La satira di Banfi invece non ha nessun tipo di approfondimento, nè contiene una qualche lezione per lo spettatore. E’ intrattenimento puro, solo di qualità scadente. Perciò, si rivolge solo ad una fascia di spettatori, quelli ‘di bocca buona’, rinunciando così a molteplici chiavi di lettura.
D’altro canto, all’occhio esperto non può sfuggire l’intellingenza e la cultura che Villaggio sfoggia dietro le pieghe di un personaggio apparentemente rozzo come il suo ragioniere. Tali finezze esulano completamente il discorso dei film trash di Lino Banfi.
Per ricondurre i due filoni alle categorie sopra individuate, si potrebbe dire che il ‘brutto’ di Banfi rinuncia al confronto con il modello del ‘bello’, perdendo così molto valore rispetto alla satira Fantozziana, tutt’altro che autosufficiente dai suoi (parodiati) modelli colti.

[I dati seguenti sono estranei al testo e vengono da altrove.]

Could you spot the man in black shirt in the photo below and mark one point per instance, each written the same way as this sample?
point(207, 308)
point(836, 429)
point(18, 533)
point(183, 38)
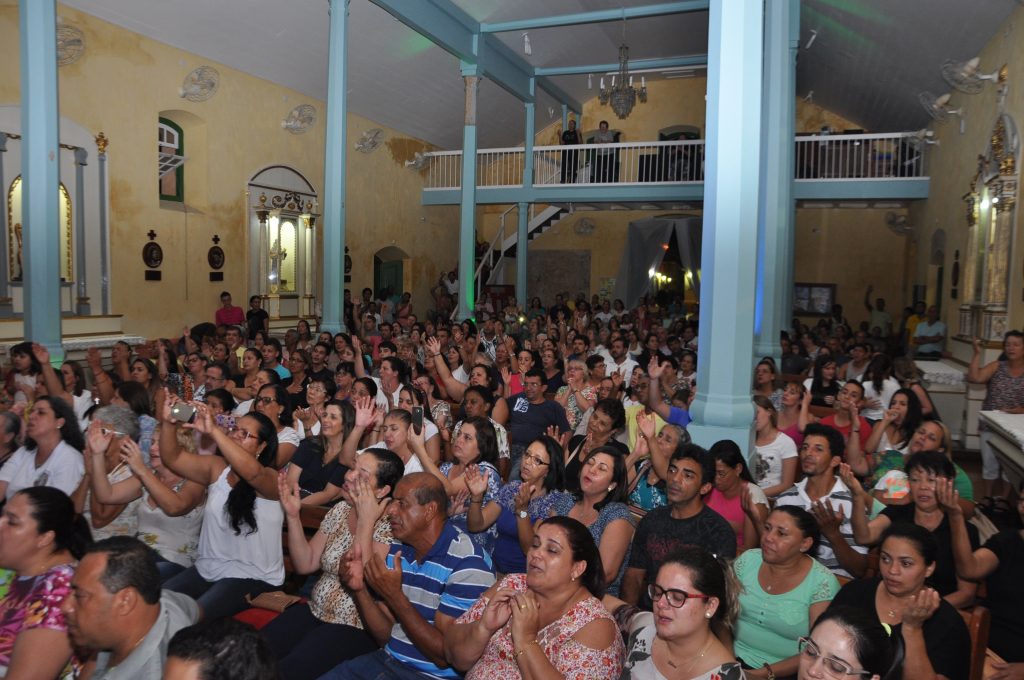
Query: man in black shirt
point(685, 521)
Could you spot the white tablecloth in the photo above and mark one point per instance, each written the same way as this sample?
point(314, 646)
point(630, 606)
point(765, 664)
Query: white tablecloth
point(942, 373)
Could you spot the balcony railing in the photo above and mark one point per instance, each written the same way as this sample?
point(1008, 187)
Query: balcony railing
point(848, 157)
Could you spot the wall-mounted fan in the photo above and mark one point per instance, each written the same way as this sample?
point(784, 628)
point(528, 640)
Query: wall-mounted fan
point(300, 119)
point(370, 140)
point(938, 107)
point(419, 162)
point(584, 226)
point(965, 76)
point(200, 85)
point(898, 223)
point(71, 45)
point(922, 137)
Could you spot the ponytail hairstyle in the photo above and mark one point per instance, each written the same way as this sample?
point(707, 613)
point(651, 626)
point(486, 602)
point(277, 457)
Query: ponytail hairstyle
point(54, 511)
point(242, 501)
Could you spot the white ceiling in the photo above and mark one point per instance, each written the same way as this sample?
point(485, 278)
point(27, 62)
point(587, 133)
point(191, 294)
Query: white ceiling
point(868, 61)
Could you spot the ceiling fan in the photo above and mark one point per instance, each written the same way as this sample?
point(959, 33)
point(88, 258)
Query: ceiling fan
point(965, 76)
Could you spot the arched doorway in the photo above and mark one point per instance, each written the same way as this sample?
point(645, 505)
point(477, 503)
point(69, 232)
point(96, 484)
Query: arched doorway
point(389, 270)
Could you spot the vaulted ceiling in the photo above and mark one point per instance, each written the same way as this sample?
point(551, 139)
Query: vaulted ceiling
point(866, 59)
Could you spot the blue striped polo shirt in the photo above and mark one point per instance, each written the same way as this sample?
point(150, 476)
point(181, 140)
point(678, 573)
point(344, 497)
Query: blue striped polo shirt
point(452, 578)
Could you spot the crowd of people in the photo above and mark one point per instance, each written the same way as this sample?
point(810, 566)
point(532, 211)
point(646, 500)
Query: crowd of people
point(515, 497)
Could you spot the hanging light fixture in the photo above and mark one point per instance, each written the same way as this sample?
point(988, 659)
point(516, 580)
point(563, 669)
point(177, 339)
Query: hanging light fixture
point(622, 94)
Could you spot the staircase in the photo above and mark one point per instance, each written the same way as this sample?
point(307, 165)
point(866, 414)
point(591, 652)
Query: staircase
point(507, 246)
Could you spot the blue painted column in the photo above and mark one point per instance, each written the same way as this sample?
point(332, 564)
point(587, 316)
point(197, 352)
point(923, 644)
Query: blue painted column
point(334, 172)
point(521, 254)
point(776, 215)
point(6, 307)
point(467, 217)
point(82, 300)
point(522, 240)
point(40, 173)
point(104, 272)
point(728, 257)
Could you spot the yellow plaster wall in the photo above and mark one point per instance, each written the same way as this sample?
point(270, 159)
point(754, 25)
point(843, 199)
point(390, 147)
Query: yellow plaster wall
point(852, 248)
point(122, 83)
point(952, 164)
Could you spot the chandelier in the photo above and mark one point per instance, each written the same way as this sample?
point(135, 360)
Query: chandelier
point(623, 95)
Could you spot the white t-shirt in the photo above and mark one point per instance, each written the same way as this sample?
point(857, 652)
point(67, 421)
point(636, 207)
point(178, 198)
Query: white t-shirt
point(64, 469)
point(766, 463)
point(889, 387)
point(224, 554)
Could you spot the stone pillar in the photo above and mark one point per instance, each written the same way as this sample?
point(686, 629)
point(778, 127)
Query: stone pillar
point(6, 306)
point(104, 267)
point(40, 173)
point(82, 300)
point(773, 305)
point(334, 172)
point(467, 220)
point(521, 254)
point(723, 409)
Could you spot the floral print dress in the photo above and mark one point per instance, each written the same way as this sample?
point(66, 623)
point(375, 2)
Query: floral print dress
point(572, 660)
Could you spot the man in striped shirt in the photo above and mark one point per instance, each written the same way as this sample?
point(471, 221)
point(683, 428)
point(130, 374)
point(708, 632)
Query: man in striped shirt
point(432, 575)
point(823, 494)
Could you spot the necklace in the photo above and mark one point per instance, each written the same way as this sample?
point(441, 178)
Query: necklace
point(695, 659)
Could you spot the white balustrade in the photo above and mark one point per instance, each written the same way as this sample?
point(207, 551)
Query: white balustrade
point(820, 157)
point(890, 156)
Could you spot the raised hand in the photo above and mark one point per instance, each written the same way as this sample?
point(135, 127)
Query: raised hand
point(947, 497)
point(288, 495)
point(850, 479)
point(350, 568)
point(368, 507)
point(525, 619)
point(457, 504)
point(41, 353)
point(523, 497)
point(386, 582)
point(476, 481)
point(131, 456)
point(921, 607)
point(93, 358)
point(828, 520)
point(498, 611)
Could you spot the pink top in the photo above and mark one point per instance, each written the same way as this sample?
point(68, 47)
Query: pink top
point(570, 659)
point(33, 602)
point(731, 511)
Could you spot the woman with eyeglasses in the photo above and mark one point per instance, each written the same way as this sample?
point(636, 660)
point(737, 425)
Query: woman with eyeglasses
point(547, 623)
point(307, 419)
point(784, 590)
point(240, 543)
point(936, 639)
point(519, 504)
point(693, 594)
point(470, 479)
point(320, 465)
point(272, 402)
point(847, 643)
point(600, 506)
point(51, 455)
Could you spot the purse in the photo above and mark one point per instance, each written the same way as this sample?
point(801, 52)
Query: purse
point(276, 600)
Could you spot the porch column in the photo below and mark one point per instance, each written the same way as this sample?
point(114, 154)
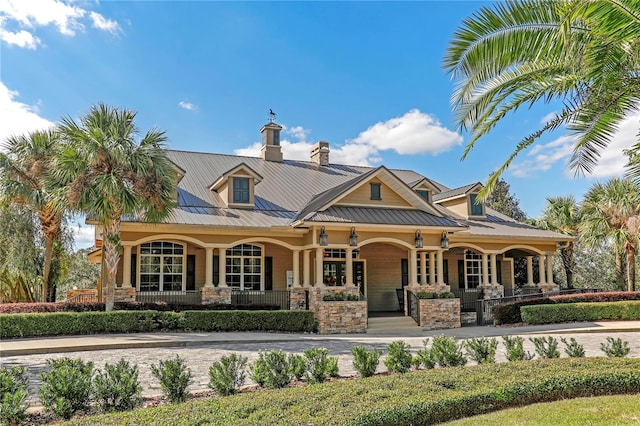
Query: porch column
point(413, 267)
point(222, 267)
point(296, 268)
point(485, 269)
point(306, 268)
point(208, 267)
point(494, 269)
point(126, 267)
point(440, 270)
point(432, 268)
point(319, 258)
point(349, 272)
point(530, 282)
point(542, 281)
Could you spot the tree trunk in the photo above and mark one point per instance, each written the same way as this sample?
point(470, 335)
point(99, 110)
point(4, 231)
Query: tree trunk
point(111, 247)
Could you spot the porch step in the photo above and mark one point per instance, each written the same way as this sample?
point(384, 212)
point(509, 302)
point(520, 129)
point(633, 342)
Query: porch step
point(391, 325)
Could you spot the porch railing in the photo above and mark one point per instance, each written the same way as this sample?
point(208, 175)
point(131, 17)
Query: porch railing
point(413, 306)
point(252, 297)
point(190, 297)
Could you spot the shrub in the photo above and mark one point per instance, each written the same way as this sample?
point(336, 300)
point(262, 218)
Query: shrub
point(482, 350)
point(615, 348)
point(546, 347)
point(365, 361)
point(174, 377)
point(399, 357)
point(117, 388)
point(271, 370)
point(446, 352)
point(13, 395)
point(297, 365)
point(66, 387)
point(425, 356)
point(572, 348)
point(227, 375)
point(514, 348)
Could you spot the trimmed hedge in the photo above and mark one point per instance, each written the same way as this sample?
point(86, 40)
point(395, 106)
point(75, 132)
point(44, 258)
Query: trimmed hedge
point(416, 398)
point(569, 312)
point(73, 323)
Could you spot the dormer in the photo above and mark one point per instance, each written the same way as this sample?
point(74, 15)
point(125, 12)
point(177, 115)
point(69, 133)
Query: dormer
point(236, 187)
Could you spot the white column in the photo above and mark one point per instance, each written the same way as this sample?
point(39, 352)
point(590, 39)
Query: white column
point(349, 272)
point(208, 267)
point(296, 268)
point(530, 282)
point(485, 269)
point(440, 270)
point(319, 259)
point(494, 269)
point(222, 267)
point(306, 268)
point(542, 281)
point(432, 268)
point(126, 267)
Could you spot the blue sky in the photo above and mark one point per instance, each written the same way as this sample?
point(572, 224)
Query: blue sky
point(365, 76)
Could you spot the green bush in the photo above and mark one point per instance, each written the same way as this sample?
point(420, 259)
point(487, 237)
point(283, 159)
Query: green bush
point(570, 312)
point(227, 375)
point(365, 361)
point(66, 387)
point(615, 348)
point(117, 387)
point(482, 350)
point(271, 370)
point(446, 352)
point(399, 357)
point(13, 395)
point(515, 350)
point(174, 377)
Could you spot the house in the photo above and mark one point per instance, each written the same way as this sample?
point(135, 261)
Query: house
point(252, 226)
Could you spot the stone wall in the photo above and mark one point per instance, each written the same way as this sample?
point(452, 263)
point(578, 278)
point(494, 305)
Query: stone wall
point(342, 317)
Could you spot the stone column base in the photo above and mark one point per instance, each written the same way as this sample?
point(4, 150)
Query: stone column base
point(216, 295)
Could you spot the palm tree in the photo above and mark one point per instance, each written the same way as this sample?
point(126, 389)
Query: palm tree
point(111, 177)
point(611, 210)
point(562, 215)
point(585, 53)
point(24, 179)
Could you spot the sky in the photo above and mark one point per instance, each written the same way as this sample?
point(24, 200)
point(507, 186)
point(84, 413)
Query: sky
point(364, 76)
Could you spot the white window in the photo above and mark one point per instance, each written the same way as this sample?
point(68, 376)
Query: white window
point(161, 266)
point(244, 267)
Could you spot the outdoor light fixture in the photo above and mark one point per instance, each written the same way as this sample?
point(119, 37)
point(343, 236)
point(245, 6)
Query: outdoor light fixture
point(444, 241)
point(418, 239)
point(353, 238)
point(324, 238)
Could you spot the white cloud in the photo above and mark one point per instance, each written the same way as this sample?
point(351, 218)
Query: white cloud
point(17, 118)
point(20, 19)
point(187, 105)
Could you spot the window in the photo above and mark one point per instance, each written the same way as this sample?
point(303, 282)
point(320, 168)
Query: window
point(244, 267)
point(376, 193)
point(161, 266)
point(241, 190)
point(475, 209)
point(424, 194)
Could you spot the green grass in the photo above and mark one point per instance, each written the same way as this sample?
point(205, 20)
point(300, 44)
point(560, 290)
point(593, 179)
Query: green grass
point(424, 397)
point(603, 410)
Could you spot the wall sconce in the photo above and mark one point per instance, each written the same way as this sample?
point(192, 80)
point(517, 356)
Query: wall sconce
point(324, 238)
point(418, 239)
point(353, 238)
point(444, 241)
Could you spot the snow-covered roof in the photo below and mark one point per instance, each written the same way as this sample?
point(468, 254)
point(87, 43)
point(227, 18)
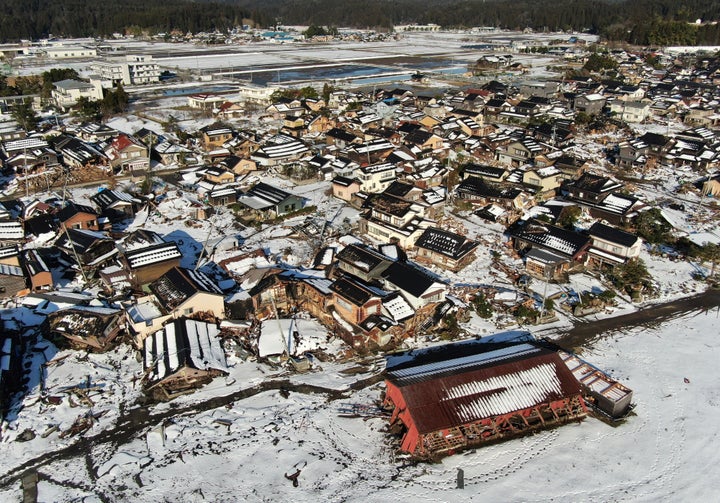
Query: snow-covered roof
point(182, 343)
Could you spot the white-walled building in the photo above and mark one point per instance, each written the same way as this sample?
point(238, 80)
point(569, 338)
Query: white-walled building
point(133, 69)
point(66, 92)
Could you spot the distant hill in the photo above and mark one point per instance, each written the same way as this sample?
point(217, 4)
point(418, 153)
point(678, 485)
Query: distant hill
point(660, 22)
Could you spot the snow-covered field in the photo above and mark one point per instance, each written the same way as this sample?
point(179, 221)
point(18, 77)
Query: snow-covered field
point(665, 451)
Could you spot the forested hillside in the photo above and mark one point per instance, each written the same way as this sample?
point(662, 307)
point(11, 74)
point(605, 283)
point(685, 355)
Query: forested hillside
point(659, 22)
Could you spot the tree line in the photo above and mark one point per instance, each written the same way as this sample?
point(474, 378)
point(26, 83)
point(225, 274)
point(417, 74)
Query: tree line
point(646, 22)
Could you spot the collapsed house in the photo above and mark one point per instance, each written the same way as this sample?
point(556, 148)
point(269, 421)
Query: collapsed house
point(466, 394)
point(182, 356)
point(86, 327)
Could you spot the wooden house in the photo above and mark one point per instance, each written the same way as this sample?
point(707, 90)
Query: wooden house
point(184, 355)
point(344, 188)
point(535, 234)
point(417, 285)
point(127, 154)
point(268, 202)
point(86, 327)
point(115, 205)
point(354, 301)
point(362, 261)
point(445, 249)
point(611, 246)
point(214, 136)
point(177, 293)
point(37, 272)
point(78, 216)
point(146, 256)
point(439, 397)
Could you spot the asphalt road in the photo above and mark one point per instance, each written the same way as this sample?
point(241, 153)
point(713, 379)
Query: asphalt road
point(583, 334)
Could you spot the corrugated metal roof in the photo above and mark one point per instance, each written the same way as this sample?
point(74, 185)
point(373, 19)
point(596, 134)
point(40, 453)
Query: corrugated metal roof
point(446, 393)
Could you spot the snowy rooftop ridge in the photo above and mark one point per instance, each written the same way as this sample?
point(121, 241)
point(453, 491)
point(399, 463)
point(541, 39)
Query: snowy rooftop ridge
point(422, 372)
point(506, 393)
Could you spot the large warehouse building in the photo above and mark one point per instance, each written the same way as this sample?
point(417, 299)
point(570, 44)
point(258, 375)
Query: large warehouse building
point(460, 395)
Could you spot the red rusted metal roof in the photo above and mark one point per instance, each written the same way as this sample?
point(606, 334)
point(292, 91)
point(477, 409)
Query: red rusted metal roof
point(467, 389)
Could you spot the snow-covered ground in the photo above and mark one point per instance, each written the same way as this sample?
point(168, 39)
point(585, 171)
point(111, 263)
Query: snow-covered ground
point(665, 451)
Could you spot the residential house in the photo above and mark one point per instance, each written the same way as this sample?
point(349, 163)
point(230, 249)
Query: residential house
point(205, 101)
point(222, 195)
point(478, 191)
point(268, 202)
point(354, 301)
point(279, 149)
point(79, 216)
point(77, 153)
point(218, 175)
point(91, 248)
point(362, 261)
point(419, 287)
point(491, 174)
point(519, 152)
point(591, 189)
point(177, 293)
point(434, 416)
point(184, 355)
point(37, 272)
point(389, 218)
point(115, 205)
point(146, 256)
point(535, 234)
point(170, 153)
point(570, 166)
point(445, 249)
point(66, 93)
point(215, 135)
point(611, 246)
point(344, 188)
point(133, 69)
point(376, 177)
point(340, 138)
point(543, 180)
point(590, 104)
point(631, 111)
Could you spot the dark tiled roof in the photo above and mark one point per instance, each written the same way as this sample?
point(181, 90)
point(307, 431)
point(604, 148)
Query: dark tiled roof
point(341, 134)
point(482, 170)
point(409, 278)
point(612, 234)
point(447, 243)
point(553, 238)
point(178, 284)
point(361, 257)
point(390, 204)
point(477, 187)
point(353, 291)
point(595, 183)
point(72, 209)
point(399, 189)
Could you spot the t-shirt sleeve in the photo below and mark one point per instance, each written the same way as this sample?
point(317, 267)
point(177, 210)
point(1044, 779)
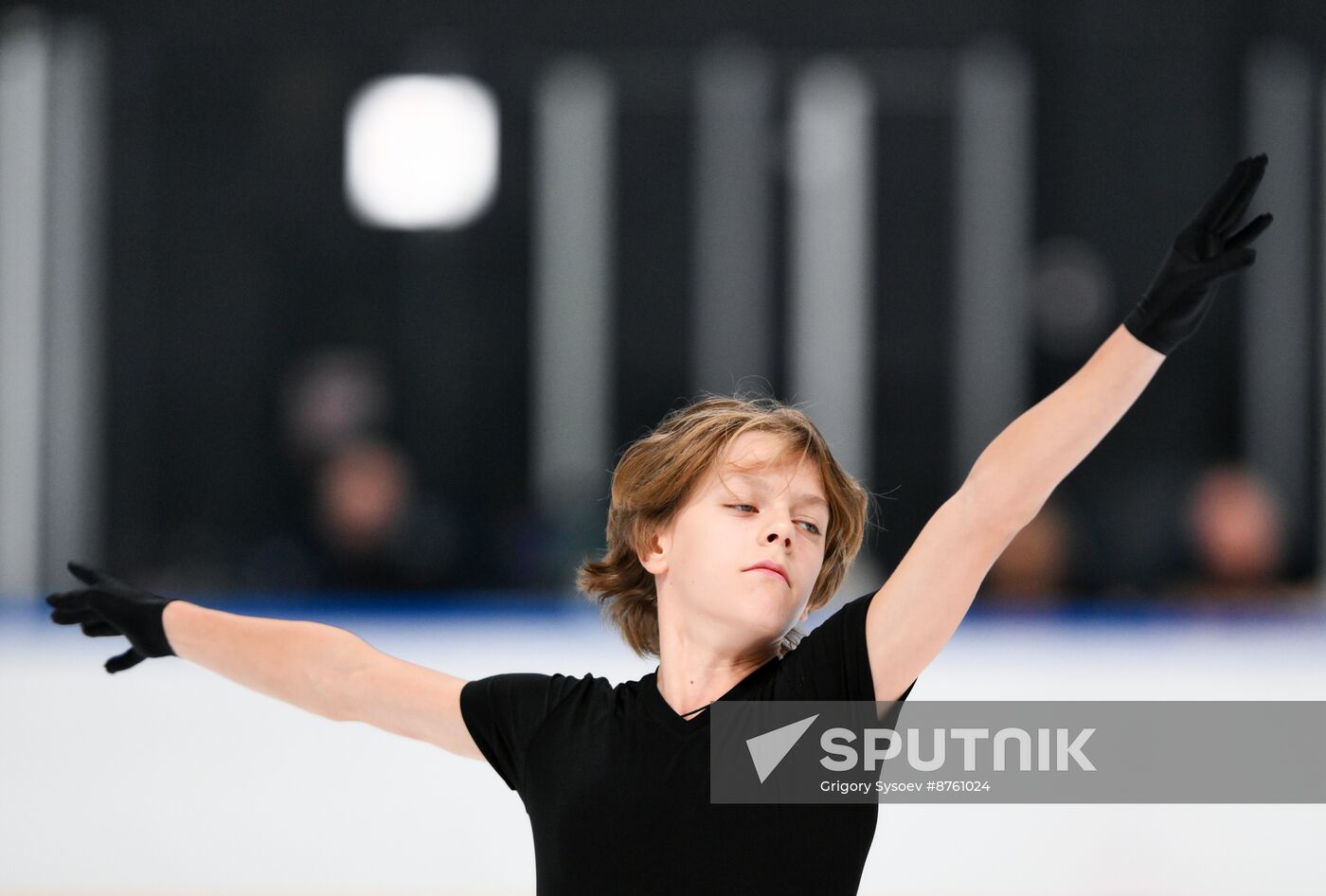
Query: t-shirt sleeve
point(833, 662)
point(503, 712)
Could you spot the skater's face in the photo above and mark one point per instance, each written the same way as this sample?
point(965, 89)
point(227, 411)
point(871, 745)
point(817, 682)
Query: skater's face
point(773, 511)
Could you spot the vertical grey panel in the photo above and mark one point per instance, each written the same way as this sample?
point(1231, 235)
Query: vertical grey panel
point(831, 302)
point(24, 99)
point(1276, 377)
point(72, 500)
point(994, 231)
point(572, 315)
point(1319, 554)
point(733, 332)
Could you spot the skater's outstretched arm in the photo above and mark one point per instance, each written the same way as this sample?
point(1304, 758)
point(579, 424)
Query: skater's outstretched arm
point(320, 669)
point(922, 603)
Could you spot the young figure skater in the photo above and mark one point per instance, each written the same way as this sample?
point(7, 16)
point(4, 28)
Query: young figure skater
point(728, 524)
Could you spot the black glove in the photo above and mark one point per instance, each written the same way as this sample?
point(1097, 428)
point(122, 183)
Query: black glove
point(1203, 255)
point(112, 607)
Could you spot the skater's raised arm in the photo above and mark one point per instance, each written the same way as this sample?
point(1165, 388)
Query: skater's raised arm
point(922, 603)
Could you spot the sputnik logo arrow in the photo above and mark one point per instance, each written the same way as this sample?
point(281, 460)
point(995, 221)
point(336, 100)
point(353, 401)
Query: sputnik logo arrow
point(768, 749)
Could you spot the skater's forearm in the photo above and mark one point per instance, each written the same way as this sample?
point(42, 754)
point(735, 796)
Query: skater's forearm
point(1017, 472)
point(295, 662)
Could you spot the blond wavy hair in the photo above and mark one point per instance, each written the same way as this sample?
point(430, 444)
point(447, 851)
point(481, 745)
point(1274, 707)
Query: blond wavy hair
point(655, 478)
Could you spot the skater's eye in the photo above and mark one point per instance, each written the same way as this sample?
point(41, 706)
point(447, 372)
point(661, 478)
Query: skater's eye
point(813, 529)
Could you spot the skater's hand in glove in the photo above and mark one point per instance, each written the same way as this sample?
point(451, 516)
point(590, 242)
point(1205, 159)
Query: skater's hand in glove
point(112, 607)
point(1203, 255)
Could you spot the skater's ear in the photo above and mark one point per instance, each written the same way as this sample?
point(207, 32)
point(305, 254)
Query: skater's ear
point(654, 558)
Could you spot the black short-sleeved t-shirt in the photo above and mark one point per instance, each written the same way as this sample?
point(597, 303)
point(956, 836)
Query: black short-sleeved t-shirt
point(617, 783)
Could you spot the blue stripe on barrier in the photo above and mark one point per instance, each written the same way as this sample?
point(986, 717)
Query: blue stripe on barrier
point(552, 604)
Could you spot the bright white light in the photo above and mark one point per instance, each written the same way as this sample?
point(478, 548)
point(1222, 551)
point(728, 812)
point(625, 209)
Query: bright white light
point(421, 152)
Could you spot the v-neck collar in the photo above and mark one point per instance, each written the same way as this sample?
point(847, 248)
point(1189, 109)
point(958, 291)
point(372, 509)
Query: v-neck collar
point(700, 723)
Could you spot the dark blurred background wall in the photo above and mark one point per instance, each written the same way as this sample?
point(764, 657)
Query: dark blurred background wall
point(236, 275)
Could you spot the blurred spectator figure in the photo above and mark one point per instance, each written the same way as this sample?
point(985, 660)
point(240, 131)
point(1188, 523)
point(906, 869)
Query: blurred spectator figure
point(370, 529)
point(332, 397)
point(1033, 570)
point(361, 521)
point(1235, 529)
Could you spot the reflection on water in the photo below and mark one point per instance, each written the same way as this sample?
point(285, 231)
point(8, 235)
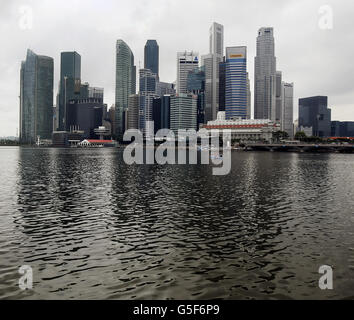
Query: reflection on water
point(92, 227)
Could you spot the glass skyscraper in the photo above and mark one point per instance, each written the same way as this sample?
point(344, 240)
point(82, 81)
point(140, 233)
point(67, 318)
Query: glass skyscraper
point(151, 56)
point(36, 98)
point(211, 62)
point(314, 112)
point(196, 85)
point(70, 83)
point(236, 83)
point(147, 93)
point(125, 83)
point(265, 76)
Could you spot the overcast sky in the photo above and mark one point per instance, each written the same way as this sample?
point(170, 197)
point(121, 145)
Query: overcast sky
point(319, 61)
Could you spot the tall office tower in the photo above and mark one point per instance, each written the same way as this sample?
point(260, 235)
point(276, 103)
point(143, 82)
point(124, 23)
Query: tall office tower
point(265, 76)
point(222, 80)
point(147, 93)
point(70, 82)
point(186, 61)
point(85, 114)
point(151, 56)
point(249, 97)
point(314, 112)
point(183, 112)
point(165, 111)
point(125, 83)
point(94, 92)
point(36, 98)
point(163, 88)
point(112, 117)
point(211, 62)
point(196, 85)
point(236, 83)
point(278, 96)
point(287, 109)
point(156, 113)
point(133, 112)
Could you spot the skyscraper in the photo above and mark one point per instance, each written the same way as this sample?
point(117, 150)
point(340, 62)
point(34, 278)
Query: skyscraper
point(265, 76)
point(125, 83)
point(151, 56)
point(314, 112)
point(196, 86)
point(236, 83)
point(36, 98)
point(278, 96)
point(133, 111)
point(186, 61)
point(249, 97)
point(287, 108)
point(222, 80)
point(147, 93)
point(211, 62)
point(70, 83)
point(183, 112)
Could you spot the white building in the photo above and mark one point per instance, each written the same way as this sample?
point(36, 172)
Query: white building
point(211, 63)
point(186, 61)
point(265, 76)
point(287, 108)
point(249, 130)
point(183, 112)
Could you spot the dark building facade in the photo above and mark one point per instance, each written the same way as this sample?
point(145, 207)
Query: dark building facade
point(222, 84)
point(84, 115)
point(36, 98)
point(196, 85)
point(156, 114)
point(151, 56)
point(314, 112)
point(70, 83)
point(342, 128)
point(165, 111)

Posto che non c’è ‘attacco’ dalla parte di Banfi ad alcunchè, il suo ‘brutto’ può appartenere solo ai seguaci più ‘coatti’, ostili a priori al ‘bello’ in nome di una sterile autarchia. L’attacco al ‘bello’ nei due tragici Fantozzi, invece, viene dalle file di un attento (come prima detto, ‘brutto’ non vuol dire stupido) critico del proprio culto: a favore di tale tesi, è curioso notare come Villaggio sia un appassionato di cultura e cinematografia russa. Quale migliore dissacrazione, per lui, che dire "la corazzata Potiempkin è una cagata pazzesca?"
Alla fin fine, si evince che la satira di Fantozzi è corrosiva e dissacratoria. Quella di Banfi, poichè autonoma e circolare, pressochè innocua. Se la satira si misura nel grado in cui colpisce e fa riflettere lo spettatore, risulta presto detto cosa penso sia da sdoganare e cosa no.